“If I were to make a picture that was badly acted, I would feel I’d failed.” – Peter Bogdanovich
Peter Bogdanovich has spent his entire career chasing the spirit of Orson Welles. As a mentor, friend and frequent critical subject, Welles has loomed large for Bogdanovich ever since their first meetings in 1968. Bogdanovich is at a point in his career where he is remembered by few and celebrated by none, not unlike Welles was when the two embarked upon the interviews that would later form the text of This Is Orson Welles, first published in 1992. Last year marked the fortieth anniversary of Bogdanovich’s proper debut as director, Targets. However there was no fanfare. There were no retrospectives. Part of this is likely due to Bogdanovich’s spectacular, Wellesian flameout in the early nineties, culminating with, possibly, the most disreputable project with which either director was ever involved. It is unfortunate that the sharp young man who was so taken with the elder statesman of cinema should have found himself following his heroes footsteps, this time towards obscurity, failure and embarrassment.

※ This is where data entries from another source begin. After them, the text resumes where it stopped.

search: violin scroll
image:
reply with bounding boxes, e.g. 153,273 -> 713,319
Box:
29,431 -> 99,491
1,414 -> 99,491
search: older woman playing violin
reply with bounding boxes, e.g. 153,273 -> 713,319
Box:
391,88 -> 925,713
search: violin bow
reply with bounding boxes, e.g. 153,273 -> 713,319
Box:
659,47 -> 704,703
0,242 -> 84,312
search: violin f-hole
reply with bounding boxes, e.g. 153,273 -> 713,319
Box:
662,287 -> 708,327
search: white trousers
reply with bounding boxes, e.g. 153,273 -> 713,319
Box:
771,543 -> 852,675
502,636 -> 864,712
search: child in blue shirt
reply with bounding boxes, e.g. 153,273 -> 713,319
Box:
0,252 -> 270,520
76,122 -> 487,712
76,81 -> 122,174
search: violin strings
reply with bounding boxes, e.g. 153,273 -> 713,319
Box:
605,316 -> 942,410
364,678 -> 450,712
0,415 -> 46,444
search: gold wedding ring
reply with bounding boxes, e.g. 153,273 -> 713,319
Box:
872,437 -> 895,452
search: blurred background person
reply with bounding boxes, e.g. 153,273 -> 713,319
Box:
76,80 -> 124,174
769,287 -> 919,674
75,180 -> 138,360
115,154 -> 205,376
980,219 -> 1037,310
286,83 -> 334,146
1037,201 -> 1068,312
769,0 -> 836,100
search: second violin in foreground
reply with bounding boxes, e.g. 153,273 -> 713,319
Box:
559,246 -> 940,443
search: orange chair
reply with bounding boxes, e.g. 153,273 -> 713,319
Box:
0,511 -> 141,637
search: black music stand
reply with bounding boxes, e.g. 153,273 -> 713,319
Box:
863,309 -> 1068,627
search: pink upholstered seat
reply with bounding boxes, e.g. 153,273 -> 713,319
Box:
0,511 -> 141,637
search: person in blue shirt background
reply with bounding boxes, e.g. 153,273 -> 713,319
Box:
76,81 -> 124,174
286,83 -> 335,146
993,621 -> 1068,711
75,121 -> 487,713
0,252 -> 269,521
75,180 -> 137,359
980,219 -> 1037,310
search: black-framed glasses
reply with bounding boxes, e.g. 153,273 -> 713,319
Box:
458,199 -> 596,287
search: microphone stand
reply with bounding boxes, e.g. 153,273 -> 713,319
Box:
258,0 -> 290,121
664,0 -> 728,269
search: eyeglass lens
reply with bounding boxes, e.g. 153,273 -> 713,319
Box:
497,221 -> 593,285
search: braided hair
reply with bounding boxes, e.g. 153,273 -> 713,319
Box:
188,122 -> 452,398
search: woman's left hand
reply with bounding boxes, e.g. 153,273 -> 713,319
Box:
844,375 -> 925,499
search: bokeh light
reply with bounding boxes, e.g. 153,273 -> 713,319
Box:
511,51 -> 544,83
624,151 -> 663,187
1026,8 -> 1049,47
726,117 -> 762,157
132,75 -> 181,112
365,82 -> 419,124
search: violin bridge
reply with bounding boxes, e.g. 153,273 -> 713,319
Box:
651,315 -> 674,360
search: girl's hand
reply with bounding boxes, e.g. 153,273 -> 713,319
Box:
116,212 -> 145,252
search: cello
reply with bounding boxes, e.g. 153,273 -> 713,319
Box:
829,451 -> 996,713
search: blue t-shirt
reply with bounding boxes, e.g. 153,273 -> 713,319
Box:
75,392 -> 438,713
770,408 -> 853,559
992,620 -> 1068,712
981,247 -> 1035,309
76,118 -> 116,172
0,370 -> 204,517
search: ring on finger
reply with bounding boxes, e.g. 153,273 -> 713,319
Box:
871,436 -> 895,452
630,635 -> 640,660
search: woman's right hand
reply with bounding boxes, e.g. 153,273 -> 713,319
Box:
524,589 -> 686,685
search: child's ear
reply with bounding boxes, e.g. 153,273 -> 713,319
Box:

This year (specifically January 24th) marks the ten-year anniversary of A Saintly Switch, a telefilm Bogdanovich directed for the Disney channel wherein David Alan Grier’s football quarterback and Vivica A. Fox’s stay-at-home-mom/aspiring painter switcheroo, and end up trapped in one another’s bodies. The picture is positioned at the nadir of Bogdanovich’s miserable late-nineties output, which included, in 1996, To Sir With Love II, a made for TV sequel to the Sidney Poitier film (Poitier stars in it), The Price of Heaven (1997), about which no information seems to exist, Rescuers: Stories of Courage: Two Women (1997), also made for TV, and Naked City: A Killer Christmas (1998), made for, yup. TV. Coming off of The Thing Called Love in 1993, he would not direct a theatrical feature again until his ‘comeback’ The Cat’s Meow in 2001.
A Saintly Switch is a baffling film. It almost fits into the classic Bogdanovich cannon, with screwball situations abound, a comically immature leading man and slapstick on top of slapstick. However Fox and Grier are no O’Neal and Striesand. They’re not even Shephard and Reynolds. So just how bad can A Saintly Switch be, considering it may be the only Disney Channel film ever directed by an Academy Award nominee who counted among his friends the greatest filmmakers of the twentieth century?